The Sword of the State is the Enemy of Liberty Everywhere
At the New Hampshire Institute of Libertarian Sciences, our study of political theory extends beyond domestic policy to its most deadly manifestation: foreign policy. The seminar "Empire and Its Discontents" is a rigorous, evidence-based critique of the interventionist foreign policy pursued by virtually all modern states, particularly the United States. Guided by the non-aggression principle, which knows no national borders, we analyze how military alliances, foreign aid, sanctions, covert operations, and outright warfare are not only moral catastrophes for their victims but also the primary engine for the expansion of state power at home. The course dismantles the justifications for intervention—from spreading democracy to fighting terrorism—and exposes the consistent, predictable failures that result.

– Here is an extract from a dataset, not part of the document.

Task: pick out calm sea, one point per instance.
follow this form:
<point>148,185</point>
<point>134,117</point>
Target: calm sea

The Theoretical Case for Non-Interventionism and Free Trade
The seminar begins by establishing the positive libertarian vision for international relations: a world of peaceful, voluntary exchange between individuals across political boundaries. We draw from the classical liberal tradition of Richard Cobden and John Bright, who argued that free trade was the great civilizer and peacemaker. From a libertarian perspective, the state has no right to aggress against foreign persons any more than against domestic ones. Therefore, offensive war is always illegitimate. Defensive war is justified only in response to direct, imminent aggression, and even then, must be limited to repelling the attack, not nation-building or regime change.
We then dissect the public choice dynamics that drive interventionism. The "military-industrial complex," a term coined by President Eisenhower, is analyzed not as a conspiracy but as a predictable confluence of interests: weapons manufacturers, politicians seeking votes from military contracts, bureaucrats expanding their domains, and ideologues seeking to remake the world. The seminar explores the work of historians like William Appleman Williams, who argue that U.S. foreign policy has long been driven by a need for an "Open Door" for American capital, requiring political control abroad. Students learn that foreign policy is rarely about the stated ideals; it is about power, resources, and domestic political management.
Case Studies in Interventionist Catastrophe
The bulk of the course is a series of deep dives into historical and contemporary interventions. Each case study follows a similar pattern: examining the official justifications, the hidden motivations, the execution, and the long-term consequences.
- The Philippines War (1899-1902): An early example of "benevolent assimilation" that resulted in hundreds of thousands of civilian deaths and established the pattern of counter-insurgency brutality.
- Vietnam: The quintessential lesson in the limits of military power, hubris, and the domino theory. We study the Gulf of Tonkin incident as a prototype for manufactured pretexts.
- Iraq (1991-2003 onward): A comprehensive analysis from the sanctions regime (which killed an estimated half-million children) to the fabricated WMD intelligence, the catastrophic dissolution of the Iraqi state, the rise of ISIS, and the trillions of dollars wasted.
- Libya and Syria: Examining the consequences of "humanitarian" Responsibility to Protect (R2P) interventions that led to state collapse, slave markets, and prolonged civil war.
- The Forever War on Terror: Analyzing the Authorization for Use of Military Force (AUMF), the normalization of drone strikes, extrajudicial assassination, indefinite detention, and the creation of a global surveillance apparatus.
For each case, we examine the blowback effect: how intervention creates the very enemies it claims to fight. We also quantify the domestic cost: the erosion of civil liberties (Patriot Act, TSA), the ballooning national debt, and the moral corruption of a society constantly at war.
Alternative: A Libertarian Foreign Policy
The seminar concludes by constructing a positive vision. A libertarian foreign policy would entail: 1) The immediate end to all offensive wars and military alliances (like NATO) that entangle the nation in foreign disputes. 2) The withdrawal of all troops stationed abroad. 3) The end of all foreign aid, which is essentially theft from domestic taxpayers used to bribe or control foreign governments. 4) The repeal of sanctions, which are acts of war that primarily punish civilian populations. 5) The promotion of true free trade—the removal of tariffs and quotas, not managed "trade agreements" that entrench corporate power.
We would maintain a strong, purely defensive military. Diplomacy would be conducted not to wield influence but to facilitate peaceful relations and trade. Ultimately, the goal is a foreign policy of friendship and commerce with all, entangling alliances with none. Students are tasked with developing a phased withdrawal plan from the current empire, anticipating and mitigating the consequences. This challenging seminar leaves students with a sober understanding that war is not just the health of the state, but its very essence, and that achieving liberty at home is inextricably linked to ending aggression abroad.